Currently, at time of writing, deduplication of chunks works by hashing the first page (4096) bytes of the first chunk, and then using that to quickly determine if there's a potential duplicate. If there is, the entire file is hashed and compared.

There are a lot of 'nuances' and extra optimizations in there, but this is the general idea.

From extended testing, the general conclusions are.

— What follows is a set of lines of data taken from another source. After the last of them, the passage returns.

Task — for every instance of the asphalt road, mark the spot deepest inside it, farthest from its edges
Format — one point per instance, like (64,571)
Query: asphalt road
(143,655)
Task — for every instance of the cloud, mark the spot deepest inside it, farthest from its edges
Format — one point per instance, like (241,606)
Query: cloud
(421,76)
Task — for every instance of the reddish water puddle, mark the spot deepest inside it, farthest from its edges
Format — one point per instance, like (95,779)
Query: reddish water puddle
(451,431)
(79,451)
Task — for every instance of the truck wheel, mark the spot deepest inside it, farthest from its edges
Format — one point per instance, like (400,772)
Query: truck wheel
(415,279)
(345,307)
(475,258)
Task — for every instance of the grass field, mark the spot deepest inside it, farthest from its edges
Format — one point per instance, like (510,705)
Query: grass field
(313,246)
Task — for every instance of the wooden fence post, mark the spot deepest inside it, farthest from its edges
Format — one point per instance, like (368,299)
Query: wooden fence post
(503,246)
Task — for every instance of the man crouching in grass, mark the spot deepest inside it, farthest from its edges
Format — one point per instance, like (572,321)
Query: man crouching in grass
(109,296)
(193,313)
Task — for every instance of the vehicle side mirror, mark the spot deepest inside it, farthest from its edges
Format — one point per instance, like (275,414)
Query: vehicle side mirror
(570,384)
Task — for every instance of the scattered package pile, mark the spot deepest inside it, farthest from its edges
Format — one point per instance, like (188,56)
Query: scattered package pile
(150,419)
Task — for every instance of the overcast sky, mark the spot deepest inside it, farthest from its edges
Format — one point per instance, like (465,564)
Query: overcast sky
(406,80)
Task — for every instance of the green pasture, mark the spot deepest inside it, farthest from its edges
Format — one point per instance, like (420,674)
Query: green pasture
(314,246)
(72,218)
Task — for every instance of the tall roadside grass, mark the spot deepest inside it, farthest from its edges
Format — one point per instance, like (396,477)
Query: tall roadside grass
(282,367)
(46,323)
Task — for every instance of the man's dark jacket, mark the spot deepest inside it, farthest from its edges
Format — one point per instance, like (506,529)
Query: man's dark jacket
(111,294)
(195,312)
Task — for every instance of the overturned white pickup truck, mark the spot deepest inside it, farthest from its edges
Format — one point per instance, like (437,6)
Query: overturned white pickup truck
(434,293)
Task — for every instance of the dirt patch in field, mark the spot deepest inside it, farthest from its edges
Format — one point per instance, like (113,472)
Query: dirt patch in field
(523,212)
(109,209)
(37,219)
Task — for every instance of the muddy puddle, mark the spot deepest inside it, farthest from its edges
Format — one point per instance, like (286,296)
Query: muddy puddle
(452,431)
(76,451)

  • Performance is lost when files have same short hash but different content.
    • This is common in some textures, as many may have transparent borders.
    • This leads to a read of the full file prematurely, when not necessary.
    • Huge files with same first 4096 bytes lead to slowdown.
  • Realistic max overhead is ~5% of throughput.
    • In practise it's however within margin of error (~2%).
  • Successful finding of duplicates improves packing speed.
    • Because we need to compress less.

Comparison to Common Archiving Solutions

Tests here were ran on .NET 8 Preview 3 NativeAOT, there aren't currently any significant differences here between runtimes.

All tests were ran under optimal thread count/best case scenario.

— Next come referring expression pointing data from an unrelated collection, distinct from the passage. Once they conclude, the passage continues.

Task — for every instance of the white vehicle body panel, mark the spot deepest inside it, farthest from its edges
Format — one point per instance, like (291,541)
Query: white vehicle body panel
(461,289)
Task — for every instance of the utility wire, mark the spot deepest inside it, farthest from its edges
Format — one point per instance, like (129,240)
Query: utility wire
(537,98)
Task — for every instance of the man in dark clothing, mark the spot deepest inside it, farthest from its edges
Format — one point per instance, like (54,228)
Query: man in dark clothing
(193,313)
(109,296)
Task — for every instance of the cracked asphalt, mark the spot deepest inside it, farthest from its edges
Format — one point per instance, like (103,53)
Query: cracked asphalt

NX is entirely I/O bottlenecked here (on PCI-E 3.0 drive). Therefore in-memory benchmarks are also provided.

Compression Scripts

Zip (Maximum):

"7z.exe" a -tzip -mtp=0 -mm=Deflate -mmt=on -mx7 -mfb=64 -mpass=3 -bb0 -bse0 -bsp2 -mtc=on -mta=on "output" "input" 

Zip (Maximum, Optimized):

"7z.exe" a -tzip -mtp=0 -mm=Deflate -mmt=on -mx7 -mfb=64 -mpass=1 -bb0 -bse0 -bsp2 -mtc=on -mta=on "output" "input" 

7z (Normal):

7z.exe" a -t7z -m0=LZMA2 -mmt=on -mx5 -md=16m -mfb=32 -ms=4g -mqs=on -sccUTF-8 -bb0 -bse0 -bsp2 -mtc=on -mta=on "output" "input" 

7z (Ultra):

7z.exe" a -t7z -m0=LZMA2 -mmt=on -mx9 -md=64m -mfb=64 -ms=16g -mqs=on -sccUTF-8 -bb0 -bse0 -bsp2 -mtc=on -mta=on "output" "input" 

Nx (Archival Preset):

NexusMods.Archives.Nx.Cli.exe pack --source "input" --target "output" --solid-algorithm ZStandard --chunked-algorithm ZStandard --solidlevel 16 --chunkedlevel 9

Nx (Random Access Preset):

NexusMods.Archives.Nx.Cli.exe pack --source "input" --target "output" --solid-algorithm ZStandard --chunked-algorithm ZStandard --solidlevel -1 --chunkedlevel 9

Zip (Optimized) cannot be set via GUI, only via CMD parameter.

Unpacking Scripts

7z/Zip:

7z.exe" x -aos "-ooutput" -bb0 -bse0 -bsp2 -pdefault -sccUTF-8 -snz "input"

Nx:

./NexusMods.Archives.Nx.Cli.exe extract --source input --target "output"

Textures

Packing:

Method Time Taken Ratio (Time) Size Ratio (Size)
Zip (Maximum) 17.385s 2.34 1,957,310,894 1.24
Zip (Optimized) 7.443s 1.00 1,961,872,315 1.25
7z (Normal) 73.572s 9.88 1,616,082,220 1.03
7z (Ultra) 120.746s 16.23 1,570,741,070 1.00
Nx (Random Access, 12T) 12.909s 1.73 1,787,568,128 1.14
Nx (Archival, 12T) 12.955s 1.74 1,786,634,240 1.14

Unpacking:

Method Time Taken Ratio (Time)
Zip 13.857s 50.76
7z (Ultra) 6.238s 22.86
7z (Normal) 3.705s 13.57
Nx (12T) 1.172s 4.29
Nx [In-Memory] (12T) 0.273s 1.00

Logs

Packing:

Method Time Taken Ratio (Time) Size Ratio (Size)
Zip (Maximum) 0.149s 2.07 758,928 2.18
Zip (Optimized) 0.115s 1.60 768,374 2.21
7z (Normal) 0.297s 4.13 378,780 1.09
7z (Ultra) 0.545s 7.57 347,574 1.00
Nx (Archival, 12T) 0.194s 2.69 491,520 1.41
Nx (Random Access, 12T) 0.072s 1.00 708,608 2.04

Unpacking:

Method Time Taken Ratio (Time)
Zip 0.214s 167.19
7z (Ultra) 0.225s 175.78
7z (Normal) 0.267s 208.59
Nx (Random Access) 0.127s 99.22
Nx (Archival) 0.127s 99.22
Nx (Random Access) [In-Memory] (1T) 0.00304s 2.38
Nx (Archival) [In-Memory] (1T) 0.00300s 2.34
Nx (Random Access) [In-Memory] (4T) 0.0016s 1.25
Nx (Archival) [In-Memory] (4T) 0.00128s 1.00

Extraction is I/O bottlenecked; Windows is slow to create small files.

Random Access mode is not faster here due to nature of data set. For larger compressed blocks however, it achieves ~3.5x speed.